X(旧Twitter)企画『コランダ地方で輝く君へ』交流作品です。
お借りした流れ
お借りした方
・シグルスさん
自宅
・ドラウズ
See you soon, my friend!
「フィンブルタウンか……」
万年雪に包まれた寒い町。フヴェル湖から引いている温泉が一大名物。大変な思いをしてまで、フィンブルの湯を求めて訪れる観光客は非常に多い。
「ドラウズ殿は、フィンブルタウンに行ったことが?」
「あるぞ。仕事や旅行でな」
あの町は、確かにものすごく寒い。しかし温泉は素晴らしく、星が綺麗に見える。温泉街の人々は皆愉快だ。ヴァニルとはまた違った雰囲気で、新鮮に感じるだろう。
「良いところだ、フィンブルは。ただ、いつもと違う環境というのは、寝付きが悪くなったりする場合がある。もし万が一、そうなってしまったら、少しでも体を休めるために……」
「“目を閉じて横になれ”だね?」
言おうとしていた言葉をシグルスに言われて、ドラウズは目を丸くした。
「なんだ、わかっているじゃないか」
「貴君がずっと言っていたからね。覚えたとも」
シグルスはにこやかに、そう答えた。
「あとは……とにかく寒いからな、フィンブル。風邪などひかぬように」
「ふふ、心配無用さ。体調管理は、常にしっかりしているとも。何と言っても私は……」
「“国宝だから”だろう?」
「おや、言われてしまったね」
シグルスの「国宝だから」という言葉を、ドラウズは何回も聞いた。シグルスもそれと同じくらい、「眠れなければ目を閉じて横に」というドラウズの言葉を聞いたのだ。だから、お互い相手の口癖を覚えてしまった。

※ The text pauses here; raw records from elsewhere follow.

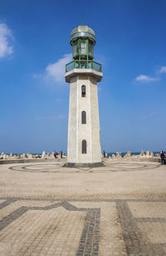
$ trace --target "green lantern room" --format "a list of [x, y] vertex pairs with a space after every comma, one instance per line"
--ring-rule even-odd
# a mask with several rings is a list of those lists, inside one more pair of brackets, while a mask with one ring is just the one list
[[66, 65], [66, 72], [73, 68], [92, 68], [101, 72], [101, 64], [94, 61], [95, 34], [87, 26], [79, 26], [71, 33], [73, 61]]

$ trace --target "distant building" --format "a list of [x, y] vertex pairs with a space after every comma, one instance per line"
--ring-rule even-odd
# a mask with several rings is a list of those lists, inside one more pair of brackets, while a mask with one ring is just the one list
[[66, 65], [70, 83], [68, 166], [101, 165], [97, 82], [102, 78], [101, 64], [94, 61], [95, 35], [87, 26], [71, 34], [73, 61]]

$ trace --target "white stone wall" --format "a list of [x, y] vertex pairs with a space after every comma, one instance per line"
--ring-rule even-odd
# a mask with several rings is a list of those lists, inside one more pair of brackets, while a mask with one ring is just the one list
[[[81, 97], [81, 86], [86, 88]], [[96, 78], [77, 74], [71, 78], [68, 125], [68, 163], [101, 162], [99, 107]], [[86, 123], [81, 123], [81, 112], [86, 113]], [[86, 153], [82, 153], [82, 140], [86, 140]]]

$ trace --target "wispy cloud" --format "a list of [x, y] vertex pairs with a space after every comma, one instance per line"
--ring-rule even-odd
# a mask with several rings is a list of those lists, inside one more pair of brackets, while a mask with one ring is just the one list
[[6, 24], [0, 23], [0, 58], [4, 58], [13, 53], [11, 40], [13, 40], [12, 31]]
[[159, 73], [166, 73], [166, 66], [161, 67]]
[[154, 82], [154, 81], [157, 81], [159, 80], [159, 78], [152, 78], [152, 77], [149, 77], [149, 76], [147, 76], [147, 75], [139, 75], [138, 76], [135, 80], [138, 81], [138, 82]]
[[62, 103], [64, 100], [61, 99], [61, 98], [57, 98], [56, 99], [56, 103]]
[[72, 54], [65, 54], [54, 63], [48, 64], [44, 72], [41, 73], [33, 73], [36, 79], [42, 79], [46, 83], [61, 83], [65, 81], [65, 66], [72, 60]]
[[65, 65], [72, 60], [72, 54], [65, 54], [55, 63], [51, 63], [46, 68], [46, 75], [56, 82], [64, 80]]
[[42, 121], [42, 120], [61, 120], [61, 119], [65, 119], [66, 115], [64, 114], [59, 114], [56, 116], [42, 116], [42, 117], [37, 117], [37, 120], [38, 121]]

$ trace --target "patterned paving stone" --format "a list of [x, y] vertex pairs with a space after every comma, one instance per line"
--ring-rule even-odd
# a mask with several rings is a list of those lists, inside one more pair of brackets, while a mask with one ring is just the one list
[[0, 255], [166, 255], [165, 171], [0, 166]]

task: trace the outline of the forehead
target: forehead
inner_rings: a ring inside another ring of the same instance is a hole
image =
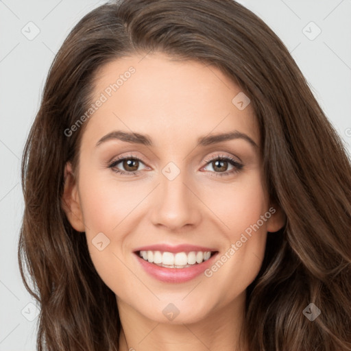
[[[101,137],[118,129],[147,134],[155,136],[157,146],[157,141],[176,143],[238,130],[258,144],[251,105],[241,110],[236,104],[243,93],[204,62],[172,60],[163,53],[119,58],[96,73],[95,109],[85,133]]]

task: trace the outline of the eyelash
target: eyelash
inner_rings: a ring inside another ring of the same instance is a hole
[[[127,156],[117,158],[117,159],[114,160],[111,163],[110,163],[108,165],[108,168],[111,168],[112,169],[112,171],[115,173],[120,173],[121,175],[128,175],[128,176],[130,176],[130,175],[134,176],[136,174],[138,174],[138,173],[141,171],[133,171],[132,172],[125,172],[124,171],[121,171],[121,169],[114,168],[119,163],[121,163],[121,162],[123,161],[124,160],[138,160],[138,161],[140,161],[140,162],[144,163],[142,160],[141,160],[140,158],[138,158],[136,156],[134,156],[133,155],[127,155]],[[234,160],[232,157],[225,156],[223,155],[219,155],[217,156],[213,157],[213,158],[206,160],[205,160],[206,163],[205,163],[204,166],[206,166],[208,163],[210,163],[211,162],[217,161],[217,160],[228,162],[230,164],[231,164],[232,166],[234,166],[234,168],[233,168],[233,169],[232,169],[231,171],[226,171],[226,172],[223,172],[223,173],[222,172],[212,172],[212,173],[216,173],[216,176],[212,176],[223,177],[223,176],[229,176],[232,173],[238,173],[243,167],[243,165],[237,162],[236,160]]]

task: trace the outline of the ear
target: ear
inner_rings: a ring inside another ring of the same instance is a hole
[[[271,217],[267,220],[267,230],[272,233],[278,232],[285,225],[287,215],[276,204],[273,204],[268,212],[271,213]]]
[[[66,164],[64,174],[64,187],[62,198],[62,208],[72,227],[77,232],[85,232],[77,182],[72,171],[71,162]]]

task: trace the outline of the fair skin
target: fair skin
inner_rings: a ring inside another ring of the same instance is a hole
[[[93,263],[116,295],[121,350],[246,351],[239,343],[245,289],[259,271],[267,232],[284,224],[279,209],[210,277],[160,281],[141,267],[133,251],[186,243],[215,247],[219,257],[269,210],[253,109],[232,103],[241,90],[215,66],[171,61],[160,53],[142,57],[116,60],[99,73],[96,99],[130,66],[136,69],[85,122],[75,181],[69,163],[66,169],[67,217],[85,232]],[[97,146],[114,130],[146,134],[153,145],[110,138]],[[195,147],[200,137],[234,130],[257,147],[243,138]],[[114,166],[130,174],[108,167],[130,154],[141,159],[134,169],[123,161]],[[221,155],[243,167],[233,172],[228,161],[218,168],[205,162]],[[170,162],[180,171],[172,180],[162,172]],[[134,169],[138,173],[131,174]],[[102,251],[92,243],[99,232],[110,240]],[[162,313],[169,303],[180,311],[173,320]]]

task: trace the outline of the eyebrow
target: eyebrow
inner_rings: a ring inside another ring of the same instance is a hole
[[[103,143],[110,140],[120,140],[133,144],[141,144],[146,146],[152,146],[152,140],[147,135],[141,134],[139,133],[133,133],[128,132],[122,132],[121,130],[114,130],[104,136],[96,144],[98,147]],[[243,139],[247,141],[255,148],[258,148],[257,144],[247,134],[234,130],[228,133],[222,133],[213,135],[207,135],[198,138],[196,146],[207,146],[223,141],[227,141],[234,139]]]

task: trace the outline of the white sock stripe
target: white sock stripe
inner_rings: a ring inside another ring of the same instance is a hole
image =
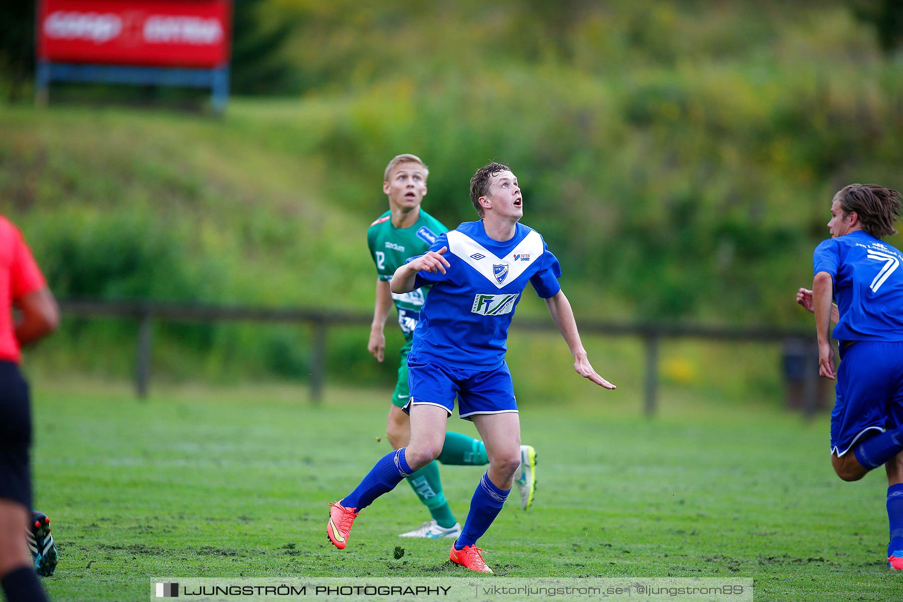
[[[402,448],[401,449],[404,449],[405,448]],[[414,473],[413,472],[405,472],[405,470],[401,468],[401,449],[396,449],[396,456],[395,456],[396,469],[398,471],[399,475],[401,475],[402,477],[405,477],[406,478],[407,477],[410,477]]]
[[[487,495],[489,495],[497,502],[505,502],[505,500],[507,499],[507,494],[504,495],[499,495],[498,493],[496,493],[492,484],[489,483],[489,473],[483,473],[483,477],[479,479],[479,486],[483,488],[483,491],[486,492]]]

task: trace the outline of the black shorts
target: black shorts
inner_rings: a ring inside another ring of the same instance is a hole
[[[0,361],[0,497],[32,507],[32,405],[19,367]]]

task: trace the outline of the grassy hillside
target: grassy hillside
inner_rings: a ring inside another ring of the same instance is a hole
[[[544,6],[265,3],[297,19],[303,96],[235,98],[221,119],[2,107],[0,211],[61,296],[366,310],[388,158],[424,158],[424,206],[451,226],[499,159],[578,315],[807,324],[792,293],[831,195],[903,187],[903,61],[842,2]],[[131,326],[67,328],[48,366],[130,369]],[[304,332],[159,330],[174,377],[307,374]],[[366,332],[330,342],[334,370],[391,377]]]
[[[44,579],[52,599],[144,599],[163,576],[464,576],[447,542],[398,539],[425,516],[405,484],[360,515],[346,550],[326,542],[326,504],[388,449],[375,440],[385,397],[330,389],[311,408],[295,393],[170,388],[135,403],[127,389],[39,381],[36,504],[61,554]],[[883,474],[838,479],[826,418],[667,395],[661,419],[645,421],[638,395],[617,393],[524,408],[539,486],[528,512],[509,501],[480,540],[499,576],[744,577],[757,600],[898,597]],[[442,468],[459,518],[483,469]]]

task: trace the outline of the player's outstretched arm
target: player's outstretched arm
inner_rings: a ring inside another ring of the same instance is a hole
[[[806,311],[815,312],[815,305],[812,301],[812,291],[809,289],[800,288],[796,292],[796,302],[803,306],[803,309]],[[837,303],[831,304],[831,323],[836,324],[841,320],[840,310],[837,309]]]
[[[447,246],[443,246],[438,251],[427,251],[416,259],[412,259],[396,270],[396,273],[392,275],[392,281],[389,282],[389,288],[392,290],[392,292],[402,293],[414,291],[414,282],[416,280],[418,272],[432,272],[433,273],[440,272],[445,273],[445,268],[452,267],[449,260],[442,257],[448,250]]]
[[[812,282],[812,301],[815,314],[815,330],[818,335],[818,374],[834,378],[834,349],[831,347],[831,298],[834,281],[827,272],[819,272]]]
[[[56,330],[60,325],[60,308],[47,287],[15,300],[22,315],[15,322],[15,338],[27,347]]]
[[[552,314],[552,321],[558,327],[558,331],[562,333],[562,337],[564,338],[564,341],[573,355],[573,369],[576,370],[577,374],[606,389],[617,389],[618,387],[600,376],[592,369],[592,366],[586,357],[586,349],[583,348],[583,344],[580,340],[580,333],[577,332],[577,322],[573,319],[573,310],[571,309],[571,303],[564,296],[564,292],[559,291],[554,297],[546,299],[545,305],[549,308],[549,313]]]
[[[373,322],[370,324],[370,339],[367,342],[367,350],[382,362],[386,355],[386,320],[392,310],[392,292],[389,283],[385,280],[377,279],[377,301],[373,306]]]

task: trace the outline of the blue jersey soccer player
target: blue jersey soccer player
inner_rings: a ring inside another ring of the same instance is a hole
[[[511,374],[505,363],[507,330],[527,283],[545,300],[581,375],[608,389],[580,340],[571,305],[558,284],[561,268],[538,232],[518,224],[523,197],[507,165],[489,163],[470,180],[470,200],[480,220],[439,236],[430,250],[400,266],[393,292],[432,285],[408,355],[411,416],[406,447],[386,454],[344,498],[330,504],[326,533],[344,549],[358,513],[439,455],[455,398],[458,413],[474,422],[489,457],[470,500],[450,559],[471,570],[492,572],[477,540],[498,514],[520,465],[520,421]]]
[[[819,374],[833,379],[831,463],[844,481],[884,465],[888,475],[888,562],[903,570],[903,254],[880,238],[896,234],[900,194],[851,184],[834,195],[828,228],[813,258],[812,290],[796,301],[815,314]],[[832,303],[832,297],[837,304]],[[852,452],[852,453],[851,453]]]
[[[410,419],[402,411],[411,396],[407,386],[407,354],[411,350],[414,329],[428,287],[405,294],[393,294],[389,291],[389,281],[407,257],[428,251],[439,235],[448,229],[421,208],[429,175],[430,171],[420,157],[407,153],[393,157],[383,173],[383,192],[388,198],[389,210],[370,224],[367,231],[367,244],[377,276],[368,350],[377,360],[383,361],[386,352],[383,330],[393,304],[398,310],[398,326],[405,336],[398,379],[386,421],[386,434],[394,449],[407,445],[411,436]],[[523,461],[516,480],[520,489],[521,507],[526,510],[530,507],[535,489],[535,449],[529,445],[522,445],[521,458]],[[445,444],[437,461],[446,465],[482,466],[488,464],[489,458],[482,441],[462,433],[449,432],[445,435]],[[429,509],[432,519],[413,531],[401,533],[401,537],[458,537],[461,523],[455,520],[445,500],[436,461],[430,462],[408,477],[407,482],[421,503]]]

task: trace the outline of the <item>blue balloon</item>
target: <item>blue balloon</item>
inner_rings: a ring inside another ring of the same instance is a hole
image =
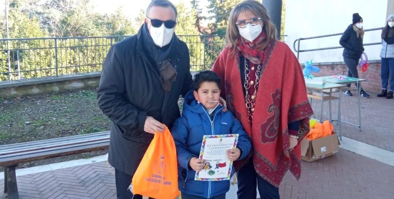
[[[314,66],[312,64],[312,60],[310,61],[306,61],[305,62],[305,67],[302,70],[302,73],[304,74],[304,76],[309,77],[311,72],[319,72],[320,71],[320,68],[316,66]]]

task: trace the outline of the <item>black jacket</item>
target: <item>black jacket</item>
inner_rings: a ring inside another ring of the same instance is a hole
[[[131,175],[153,138],[144,131],[147,115],[170,129],[180,116],[179,96],[186,94],[193,82],[187,46],[174,36],[168,57],[177,75],[164,94],[157,64],[143,47],[142,32],[141,27],[137,34],[111,47],[97,91],[100,109],[112,121],[108,162]]]
[[[339,39],[339,44],[343,46],[342,56],[345,57],[358,59],[364,52],[362,38],[357,37],[357,33],[353,29],[353,25],[349,25]]]

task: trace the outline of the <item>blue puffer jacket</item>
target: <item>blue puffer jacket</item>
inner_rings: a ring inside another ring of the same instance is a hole
[[[239,159],[246,157],[250,151],[250,141],[241,123],[230,112],[223,113],[223,109],[218,106],[211,120],[206,109],[197,103],[192,90],[185,97],[182,116],[175,121],[171,131],[176,146],[178,182],[182,192],[209,199],[230,189],[229,180],[194,180],[196,171],[189,167],[189,162],[193,157],[198,156],[203,136],[239,134],[237,143],[241,151]]]

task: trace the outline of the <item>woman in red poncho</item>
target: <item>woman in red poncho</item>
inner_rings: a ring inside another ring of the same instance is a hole
[[[259,1],[245,0],[231,11],[228,44],[212,70],[221,77],[228,109],[253,144],[249,158],[236,162],[238,198],[279,198],[289,169],[301,174],[301,146],[312,114],[301,66]]]

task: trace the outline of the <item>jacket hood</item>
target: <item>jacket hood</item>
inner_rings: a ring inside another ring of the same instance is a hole
[[[216,107],[214,113],[222,110],[223,107],[219,104]],[[197,100],[196,100],[193,94],[193,90],[188,92],[186,95],[185,96],[185,100],[183,102],[183,111],[192,111],[200,114],[207,113],[206,109],[202,104],[197,103]]]

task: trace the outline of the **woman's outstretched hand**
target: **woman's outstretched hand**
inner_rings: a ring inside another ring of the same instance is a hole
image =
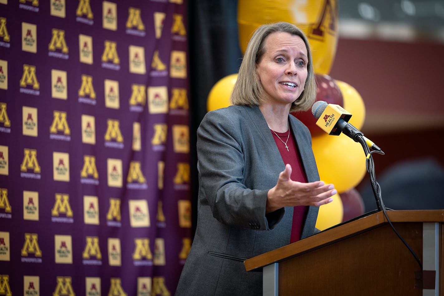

「この場所での、このようなやり取りも暫くお預けだね。貴君に寂しい思いをさせてしまう、罪な国宝を許しておくれ」
「そんなの、仕事なのだから仕方ないだろうに」
「ヴァニルに舞い戻った暁には、友である貴君に会いに、この場所を訪れると約束しよう」
ドラウズは思わずシグルスから目線を逸らした。
怖がられることや、煙たがられることには慣れていても、真っ直ぐな目で見つめられながら“友”と呼ばれる事にはあまり慣れておらず、くすぐったい。
「……はっ、そうだ。あれをお前に渡そう。ラヴェンナ、国宝の相手を頼む」
「ほっ!?」
ドラウズはそう言うと、部屋を飛び出して行ってしまった。
突然無茶なことを言われた、ヨルノズクのラヴェンナは、とりあえず自分の宝物をシグルスにお披露目した。きらきらした石、買ってもらったぬいぐるみ、可愛いシール、謎のネジ。
「それは、貴君のコレクションかな?ふふ、素敵だね」
宝物を素敵と褒められて、ラヴェンナは少し良い気分になった。
「あったぞ。これを持っていけ」
「これは……キャンディ?」
机の上に置かれた透明なボトルには、色とりどりのキャンディが詰められている。
「フィンブルは空気が乾燥している。喉のケアに、キャンディを食べると良い」
ボトルの中のキャンディは、宝石のように煌めいていた。